4. Es bleibt über die Kosten und Entschädigungen des Beschwerdeverfahrens vor dem Bundesverwaltungsgericht zu befinden. 4.1 Das Beschwerdeverfahren ist in personalrechtlichen Angelegenheiten unabhängig vom Ausgang des Verfahrens grundsätzlich kostenlos (Art. 34 Abs. 2 BPG). Davon ist vorliegend nicht abzuweichen. Es sind aus diesem Grund keine Verfahrenskosten zu erheben. 4.2 Der unterliegenden Beschwerdeführerin steht bei diesem Verfahrensausgang keine Parteientschädigung zu (vgl. Art. 64 VwVG i.V.m.

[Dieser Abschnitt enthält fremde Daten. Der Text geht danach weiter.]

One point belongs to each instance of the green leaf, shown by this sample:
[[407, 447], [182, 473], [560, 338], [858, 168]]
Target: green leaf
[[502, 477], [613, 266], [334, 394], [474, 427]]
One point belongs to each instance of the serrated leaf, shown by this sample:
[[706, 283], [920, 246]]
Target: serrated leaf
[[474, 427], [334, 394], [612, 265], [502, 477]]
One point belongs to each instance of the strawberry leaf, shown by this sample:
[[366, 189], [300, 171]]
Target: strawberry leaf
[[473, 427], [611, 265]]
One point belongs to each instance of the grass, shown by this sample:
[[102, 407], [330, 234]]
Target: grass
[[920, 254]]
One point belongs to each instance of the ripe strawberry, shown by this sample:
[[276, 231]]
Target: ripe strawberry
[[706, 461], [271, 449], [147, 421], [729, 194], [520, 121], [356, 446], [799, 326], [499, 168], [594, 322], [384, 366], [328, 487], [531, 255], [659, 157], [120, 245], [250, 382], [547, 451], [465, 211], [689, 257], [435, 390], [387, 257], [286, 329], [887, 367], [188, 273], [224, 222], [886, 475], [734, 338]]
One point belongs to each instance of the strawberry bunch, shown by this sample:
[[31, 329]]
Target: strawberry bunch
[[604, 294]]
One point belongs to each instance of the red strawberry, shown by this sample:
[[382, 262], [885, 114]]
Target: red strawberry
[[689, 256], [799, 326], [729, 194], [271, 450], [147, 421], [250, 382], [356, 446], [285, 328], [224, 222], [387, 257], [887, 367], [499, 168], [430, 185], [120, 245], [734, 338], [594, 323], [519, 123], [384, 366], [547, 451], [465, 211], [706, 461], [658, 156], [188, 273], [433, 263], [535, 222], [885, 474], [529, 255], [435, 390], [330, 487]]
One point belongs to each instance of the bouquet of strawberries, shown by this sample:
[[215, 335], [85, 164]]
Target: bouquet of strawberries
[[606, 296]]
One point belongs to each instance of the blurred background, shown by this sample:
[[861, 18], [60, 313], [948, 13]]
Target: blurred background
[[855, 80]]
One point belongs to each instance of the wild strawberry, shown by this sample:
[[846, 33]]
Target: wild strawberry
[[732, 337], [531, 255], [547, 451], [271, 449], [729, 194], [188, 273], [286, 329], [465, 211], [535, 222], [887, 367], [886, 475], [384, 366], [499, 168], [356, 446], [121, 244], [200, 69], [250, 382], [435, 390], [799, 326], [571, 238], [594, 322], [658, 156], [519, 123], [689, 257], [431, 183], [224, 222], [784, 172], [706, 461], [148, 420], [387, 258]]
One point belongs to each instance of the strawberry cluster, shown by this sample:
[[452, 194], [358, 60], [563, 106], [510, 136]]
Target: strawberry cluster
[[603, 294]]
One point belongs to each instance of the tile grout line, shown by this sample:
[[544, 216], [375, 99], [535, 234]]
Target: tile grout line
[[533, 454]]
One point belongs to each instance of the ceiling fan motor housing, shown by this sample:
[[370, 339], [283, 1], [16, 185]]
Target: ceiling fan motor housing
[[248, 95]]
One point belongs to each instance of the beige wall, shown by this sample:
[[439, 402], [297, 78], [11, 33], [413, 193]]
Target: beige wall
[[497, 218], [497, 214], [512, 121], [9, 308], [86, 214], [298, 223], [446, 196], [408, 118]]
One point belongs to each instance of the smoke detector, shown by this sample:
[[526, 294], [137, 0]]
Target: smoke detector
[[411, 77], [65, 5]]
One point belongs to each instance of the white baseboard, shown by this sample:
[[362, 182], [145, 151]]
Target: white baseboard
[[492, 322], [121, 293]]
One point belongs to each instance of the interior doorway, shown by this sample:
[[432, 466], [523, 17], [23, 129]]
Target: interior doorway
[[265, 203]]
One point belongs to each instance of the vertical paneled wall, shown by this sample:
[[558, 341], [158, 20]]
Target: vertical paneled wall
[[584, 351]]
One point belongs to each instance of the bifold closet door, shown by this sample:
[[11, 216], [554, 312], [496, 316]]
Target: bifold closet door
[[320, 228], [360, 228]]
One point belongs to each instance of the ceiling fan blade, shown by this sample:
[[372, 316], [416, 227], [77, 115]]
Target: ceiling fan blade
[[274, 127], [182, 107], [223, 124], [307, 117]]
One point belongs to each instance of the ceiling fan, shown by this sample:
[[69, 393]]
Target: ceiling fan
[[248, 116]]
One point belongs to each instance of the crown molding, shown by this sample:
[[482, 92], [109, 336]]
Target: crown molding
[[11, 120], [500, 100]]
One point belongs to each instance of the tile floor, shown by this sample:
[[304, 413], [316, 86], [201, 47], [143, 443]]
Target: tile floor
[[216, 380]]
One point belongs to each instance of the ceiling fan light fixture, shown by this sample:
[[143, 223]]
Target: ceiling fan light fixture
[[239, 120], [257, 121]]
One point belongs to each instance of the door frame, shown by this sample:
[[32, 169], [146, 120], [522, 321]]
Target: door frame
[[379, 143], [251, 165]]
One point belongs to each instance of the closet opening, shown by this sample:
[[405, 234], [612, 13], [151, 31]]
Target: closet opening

Art. 7 ff. des Reglements vom 21. Februar 2008 über die Kosten und Entschädigungen vor dem Bundesverwaltungsgericht [VGKE, SR 173.320.2]); ebenso wenig hat die Vorinstanz einen Anspruch auf eine Parteientschädigung (vgl. Art. 7 Abs. 3 VGKE). (Das Dispositiv befindet sich auf der nächsten Seite.) Demnach erkennt das Bundesverwaltungsgericht:
1. Die Beschwerde wird abgewiesen.
2. Es werden keine Verfahrenskosten erhoben.
3. Es werden keine Parteientschädigungen zugesprochen.
4. Dieses Urteil geht an:
- die Beschwerdeführerin (Gerichtsurkunde)
- die Vorinstanz ([...]; Einschreiben)
- das Generalsekretariat des EDA (Gerichtsurkunde)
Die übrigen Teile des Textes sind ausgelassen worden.